Amazon sues former AWS VP over new Google Cloud role


Sabina Weston

9 Jun, 2020

Amazon has filed a lawsuit against former Amazon Web Services (AWS) VP of product marketing Brian Hall, alleging that his new role at Google Cloud fails to comply with the terms of his confidentiality agreement.

Hall signed the contract with Amazon in June 2018, but his lawyers argued that executives at the company, including former AWS VP of worldwide marketing Ariel Kelman, led him to believe the company would not enforce its non-compete provisions. 

According to court filings, Hall slams the clause as «overbroad, unreasonable, and unenforceable», adding that his new role at Google Cloud «will not require him to use or disclose any Amazon confidential information».

«To Hall, that was understandable: as drafted, the clause sweeps far more broadly than necessary to protect Amazon’s legitimate business interests,» the court filings state. 

«Kelman also told Hall that he had never seen Amazon attempt to enforce the clause against a marketing employee, even though several such employees had previously departed for similar positions at Amazon’s rivals. Hall accepted his position with Amazon in reliance on those representations.”

Amazon believes that Hall’s position at Google Cloud, one of AWS’ biggest rivals, could sabotage the confidentiality of Amazon’s competitive information.

The company is planning to enforce the non-compete provisions of Hall’s contract, banning him from working in cloud product marketing for Google, or any other AWS competitor, for 18 months.

According to Amazon, which filed the lawsuit on 18 May, Hall «helped develop and knows the entire confidential Amazon cloud product roadmap for 2020-21».

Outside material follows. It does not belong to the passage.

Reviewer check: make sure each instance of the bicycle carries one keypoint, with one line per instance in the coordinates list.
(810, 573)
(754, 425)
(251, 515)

«Virtually every day, Hall worked with Amazon’s most senior cloud executives to create and execute those plans. As a result, he was entrusted with an unusually broad view into Amazon’s cloud product plans; its priorities; and its competitive strategy», the filing reads.

The case could set a precedent for the treatment of similar non-compete provisions which, until now, most often concerned employees in the engineering sector, and not marketing leaders.